Sì, ovviamente. E poi c’è da dire che quest’anno il livello del Giro era devastante. Quindi fare un treno con corridori che non avevano mai corso insieme era già stato difficile nelle prime tappe. Poi Krieger e Mayrhofer sono finiti fuori gara dopo una settimana, quindi mi sono ritrovato con Trentin e Froidevaux ad affiancare la Lidl-Trek che ne aveva sei nell’ultimo chilometro. Prendevamo le volate indietro e alla fine abbiamo fatto il possibile.
Tosatto si mangia le mani per il quarto posto di Padova, in realtà avevi fatto lo stesso piazzamento nella tappa di Napoli…
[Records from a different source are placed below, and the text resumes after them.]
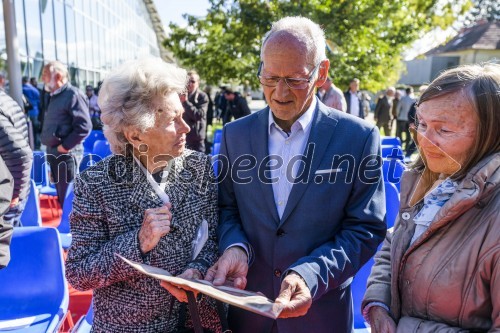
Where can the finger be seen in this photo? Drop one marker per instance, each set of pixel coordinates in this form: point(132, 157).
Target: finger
point(221, 273)
point(210, 276)
point(240, 282)
point(178, 293)
point(298, 306)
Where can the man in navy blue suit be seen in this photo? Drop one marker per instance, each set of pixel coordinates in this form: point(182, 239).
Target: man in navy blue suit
point(301, 194)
Il giorno di Padova ero particolarmente in palla, perché avevo i brividi subito dopo la partenza. Passavo sulle strade di casa, quindi sarebbe stato speciale anche se si fosse trattato di una tappa di salita. E’ stata forse l’unica volata che mi sono giocato veramente, oltre a Napoli. Non ho fatto molto al Giro, però quelle due volate sono venute meglio delle altre, quindi dispiace per come ho gestito il finale. Ci sono state variabili che non potevo calcolare, ad esempio il fatto che a Padova Milan non fosse a ruota di Consonni, sennò ero perfetto. Poi si è alzato un vento violentissimo e negli ultimi metri sono rimbalzato indietro. Detto questo, per battere Merlier sarebbe servito che tutti i pianeti si allineassero.
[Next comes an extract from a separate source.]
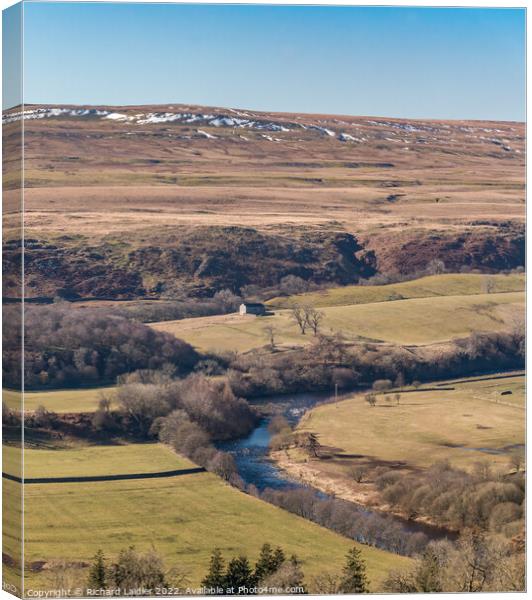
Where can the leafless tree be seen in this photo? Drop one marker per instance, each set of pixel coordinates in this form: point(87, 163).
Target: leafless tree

Serve anche un po’ di fortuna?
Esatto. Alcune volte l’ho avuta io, altre studi la tattica perfetta e magari un imprevisto inceppa il meccanismo. Le volate sono così. A volte riesci a vincere pur non essendo il più forte, altre ti senti invincibile e non porti a casa niente.
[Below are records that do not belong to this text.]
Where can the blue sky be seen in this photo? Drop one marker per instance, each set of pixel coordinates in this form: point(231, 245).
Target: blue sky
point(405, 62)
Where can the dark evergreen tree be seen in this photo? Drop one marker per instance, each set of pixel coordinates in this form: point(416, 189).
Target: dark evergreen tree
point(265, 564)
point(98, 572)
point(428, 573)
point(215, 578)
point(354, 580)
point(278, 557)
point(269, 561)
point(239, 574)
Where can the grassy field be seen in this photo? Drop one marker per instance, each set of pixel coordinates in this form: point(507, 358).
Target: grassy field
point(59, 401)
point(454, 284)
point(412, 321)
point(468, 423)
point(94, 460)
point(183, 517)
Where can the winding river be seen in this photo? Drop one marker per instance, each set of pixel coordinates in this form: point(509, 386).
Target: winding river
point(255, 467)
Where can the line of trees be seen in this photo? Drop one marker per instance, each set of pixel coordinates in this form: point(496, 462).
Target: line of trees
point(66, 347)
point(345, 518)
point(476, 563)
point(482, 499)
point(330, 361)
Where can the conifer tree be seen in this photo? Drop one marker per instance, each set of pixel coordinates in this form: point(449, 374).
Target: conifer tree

Hai parlato di treno da formare: c’è qualcosa di nuovo per il 2025?
Abbiamo nuovi innesti in squadra che portano esperienza e fra loro indico Haller. Ci sono Alaphilippe e ovviamente Hirschi, ma guardando le volate credo che Haller sarà sicuramente una pedina importante. Non nascondo che per me l’anno non è andato come volevo, ero sempre a rincorrere, ma non è dipeso dalla squadra, quanto piuttosto all’aver dovuto ritrovare la condizione e schivare qualche sfortuna di troppo. Credo che avendo in squadra il francese e lo svizzero, il peso dei risultati sarà diviso su più spalle. Avranno un ruolo centrale in squadra e stare in gruppo con due nomi così sarà davvero diverso. Con loro saremo competitivi nelle classiche e poi anche nelle volate.
Se davvero ci saranno Giro e Tour, cosa sceglierebbe Dainese?
Non l’accoppiata, l’ho fatto in DSM nel 2022 ed è stata un’esperienza traumatica. Io dico sempre che il Giro è quello che preferisco, purtroppo però si corre nel periodo sbagliato, perché io col brutto tempo non mi trovo. Se lo facessero a luglio, non avrei bisogno di guardare altre corse. Se ci fosse davvero la possibilità del Tour, non mi dispiacerebbe tornarci, ma siamo due velocisti e dovremo capire chi darà più garanzie. Vincere una tappa in Francia significherebbe aver vinto in tutti e tre i Grandi Giri.
Com’è dunque la tua relazione con De Kleijn, l’altro velocista?
Sono contento di come vanno le cose fra noi. Non dico che siamo amici, perché tra colleghi non è facile, perché siamo sicuramente amichevoli. Ridiamo e scherziamo, non c’è rivalità, anche se non abbiamo mai corso insieme e lottato per lo stesso traguardo. Lui è un bravo ragazzo, l’anno prossimo compirà 31 anni e come Merlier ha cominciato a vincere tardi. Sono contento quando è con noi in ritiro, anche quando è venuto in altura, ci siamo divertiti.
Visto che hai chiuso presto, l’obiettivo è di partire presto?
Il prima possibile! L’anno scorso mi è piaciuto partire a Mallorca, adesso l’unica incognita è sistemare i denti. Dovrei avere l’appuntamento ai primi di gennaio e dopo un mese potrei cominciare a correre. Per cui l’idea di Mallorca è ancora buona, cercando di riallacciare tutti i fili e fare una bella stagione.